MLB Issues a Warning

League officials stepped in quickly, saying the handwritten verses broke uniform policy and telling the pitchers not to do it again. “The writing on the cap violates our rules and consistent with normal practice we have warned the players about future violations,” Pat Courtney, MLB’s chief communications officer, told Outsports.

Roupp framed the inscriptions as an expression of his faith centered on God’s covenant and insisted there’s no hate at all, remarks reported by SFGATE. That explanation did little to tamp down criticism from fans and local leaders who saw the move as a pointed statement on a night meant to celebrate the LGBTQ+ community.

Giants Apologize, Stress Inclusion

The Giants organization tried to put some distance between the club and the controversy. In a statement, the team said it was “proud to support Pride Night and the LGBTQ+ community” and added that they “understand that the choices by individual players have caused pain and anger to many in the LGBTQ+ community and we are sorry for that.” The team’s response and postgame fallout were detailed by the San Francisco Standard.

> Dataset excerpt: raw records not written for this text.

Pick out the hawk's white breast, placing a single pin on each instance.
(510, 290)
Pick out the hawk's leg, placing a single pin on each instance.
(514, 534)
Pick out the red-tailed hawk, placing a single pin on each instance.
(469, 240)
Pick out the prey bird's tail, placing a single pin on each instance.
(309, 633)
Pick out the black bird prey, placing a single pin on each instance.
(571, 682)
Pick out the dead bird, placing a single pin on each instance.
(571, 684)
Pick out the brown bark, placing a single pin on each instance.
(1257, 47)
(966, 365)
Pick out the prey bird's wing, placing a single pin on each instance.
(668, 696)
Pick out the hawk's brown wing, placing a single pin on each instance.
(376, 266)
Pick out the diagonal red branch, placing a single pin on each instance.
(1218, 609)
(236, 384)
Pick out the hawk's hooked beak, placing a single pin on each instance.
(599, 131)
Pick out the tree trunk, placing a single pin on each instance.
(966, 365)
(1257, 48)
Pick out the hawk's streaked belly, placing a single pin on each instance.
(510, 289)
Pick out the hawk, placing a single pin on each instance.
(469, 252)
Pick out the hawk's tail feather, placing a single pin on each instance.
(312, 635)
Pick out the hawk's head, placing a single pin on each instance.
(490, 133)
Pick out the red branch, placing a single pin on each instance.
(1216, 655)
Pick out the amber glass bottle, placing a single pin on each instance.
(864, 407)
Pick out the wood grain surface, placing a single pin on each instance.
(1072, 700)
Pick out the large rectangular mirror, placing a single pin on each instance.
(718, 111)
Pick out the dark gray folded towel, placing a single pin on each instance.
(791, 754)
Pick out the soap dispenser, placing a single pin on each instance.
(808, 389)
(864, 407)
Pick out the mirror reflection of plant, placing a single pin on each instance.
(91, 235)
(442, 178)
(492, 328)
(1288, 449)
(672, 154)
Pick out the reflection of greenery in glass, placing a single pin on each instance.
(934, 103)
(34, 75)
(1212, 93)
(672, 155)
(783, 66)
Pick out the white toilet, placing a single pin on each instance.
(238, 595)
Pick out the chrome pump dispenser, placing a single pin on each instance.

Precedent and the Rulebook

Player-driven on-field statements are not a new headache for the league. MLB’s uniform rules prohibit unauthorized writing or alterations, and first offenses typically draw a warning rather than a fine or suspension. The commissioner’s office, for instance, issued a formal warning over pitchers’ custom cleats in 2018, a case outlined by Yahoo Sports. Clubs also retain the option to hand down internal discipline of their own.

What to Watch Next

With MLB having now put its warning on the record, a repeat of the same conduct would likely trigger tougher consequences under the uniform rules, according to reporting by The New York Times. The Giants maintain that they remain committed to inclusion, but how this episode lands with ticket-holders, corporate sponsors and the clubhouse itself is the next chapter the team will have to navigate.